メイドのお仕事


「利琥?何かすっごい汗かいてるけど…」

「あ…、あぁ大丈夫だ」


実際全然大丈夫じゃない。

葉凪に、逢いたい。




「あ、潤!葉凪!」


その声に、俺はハッと顔を上げる。

俺たちと少し距離を置いて、そわそわしてる葉凪が目に入った。




…やっぱ、大好きだ。




「おう、利琥。

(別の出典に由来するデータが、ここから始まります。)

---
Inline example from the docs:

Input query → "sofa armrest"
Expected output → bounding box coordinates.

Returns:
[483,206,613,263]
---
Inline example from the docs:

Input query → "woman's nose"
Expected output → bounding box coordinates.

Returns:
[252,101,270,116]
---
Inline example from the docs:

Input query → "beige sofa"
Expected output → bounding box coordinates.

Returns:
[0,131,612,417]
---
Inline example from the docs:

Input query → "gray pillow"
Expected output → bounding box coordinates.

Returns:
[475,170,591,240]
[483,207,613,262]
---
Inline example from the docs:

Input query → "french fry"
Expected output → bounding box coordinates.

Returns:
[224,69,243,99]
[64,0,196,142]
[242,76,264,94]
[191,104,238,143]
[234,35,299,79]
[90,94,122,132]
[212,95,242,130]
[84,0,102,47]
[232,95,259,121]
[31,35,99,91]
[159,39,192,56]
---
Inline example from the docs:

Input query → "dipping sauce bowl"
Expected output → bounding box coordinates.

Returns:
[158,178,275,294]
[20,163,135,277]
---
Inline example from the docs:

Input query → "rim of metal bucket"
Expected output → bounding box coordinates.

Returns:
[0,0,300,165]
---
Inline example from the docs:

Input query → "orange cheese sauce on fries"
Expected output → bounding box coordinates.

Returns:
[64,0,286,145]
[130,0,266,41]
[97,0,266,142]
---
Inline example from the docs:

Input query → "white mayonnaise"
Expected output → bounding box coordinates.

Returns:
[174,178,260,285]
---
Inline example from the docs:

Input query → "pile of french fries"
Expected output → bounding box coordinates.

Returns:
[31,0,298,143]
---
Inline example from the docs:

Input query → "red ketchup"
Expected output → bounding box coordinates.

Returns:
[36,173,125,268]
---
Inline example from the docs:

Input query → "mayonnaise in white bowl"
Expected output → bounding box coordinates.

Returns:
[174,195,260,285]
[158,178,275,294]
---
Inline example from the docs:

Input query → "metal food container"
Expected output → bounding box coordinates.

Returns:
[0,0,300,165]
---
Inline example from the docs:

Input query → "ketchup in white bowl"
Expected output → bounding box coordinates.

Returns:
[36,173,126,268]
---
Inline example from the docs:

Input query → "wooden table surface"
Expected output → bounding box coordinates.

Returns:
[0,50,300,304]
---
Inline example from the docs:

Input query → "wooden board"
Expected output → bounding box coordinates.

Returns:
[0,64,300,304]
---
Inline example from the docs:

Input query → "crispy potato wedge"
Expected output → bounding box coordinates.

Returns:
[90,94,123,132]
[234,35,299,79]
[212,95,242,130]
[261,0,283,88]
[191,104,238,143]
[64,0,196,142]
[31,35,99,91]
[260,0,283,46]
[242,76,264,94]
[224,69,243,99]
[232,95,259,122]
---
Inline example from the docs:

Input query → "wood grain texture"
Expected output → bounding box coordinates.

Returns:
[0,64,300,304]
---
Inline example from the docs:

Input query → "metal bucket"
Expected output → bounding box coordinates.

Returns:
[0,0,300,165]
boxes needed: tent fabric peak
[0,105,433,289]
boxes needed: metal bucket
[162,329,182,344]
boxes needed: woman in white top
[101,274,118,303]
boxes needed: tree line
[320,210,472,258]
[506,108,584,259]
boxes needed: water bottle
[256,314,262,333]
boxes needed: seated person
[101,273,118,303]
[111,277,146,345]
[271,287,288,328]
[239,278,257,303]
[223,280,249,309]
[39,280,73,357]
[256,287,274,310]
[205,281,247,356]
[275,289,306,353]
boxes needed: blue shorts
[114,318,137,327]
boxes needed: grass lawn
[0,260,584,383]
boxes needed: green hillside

体調はどうだ?」

「あぁ…やっぱ家の方が落ち着く」


「だろうな」


とりあえず話は合わせてるけど、全然頭に入ってない。

頭の中は、視界の隅に映る葉凪の事だけ。




「おーい、葉凪もこっちおいでよっ」


祐樹の声に、俺が反応。


「あ…うん」


葉凪が近付いてくるけど、俺と目を合わせようとしない。

…怒ってんのか?


「た、退院おめでと……う」



ありがとう。

…って言いたいのに言えない、情けない俺。


意地張ってどうすんだよ。 



「あ、えと……」

葉凪は何か言おうとしてた。



だけどその前に、伝えたい事があるから。


「悪いけどお前ら、ちょっと外してくれるか?」


俺は葉凪の言葉を遮って、祐樹たちに声を掛けた。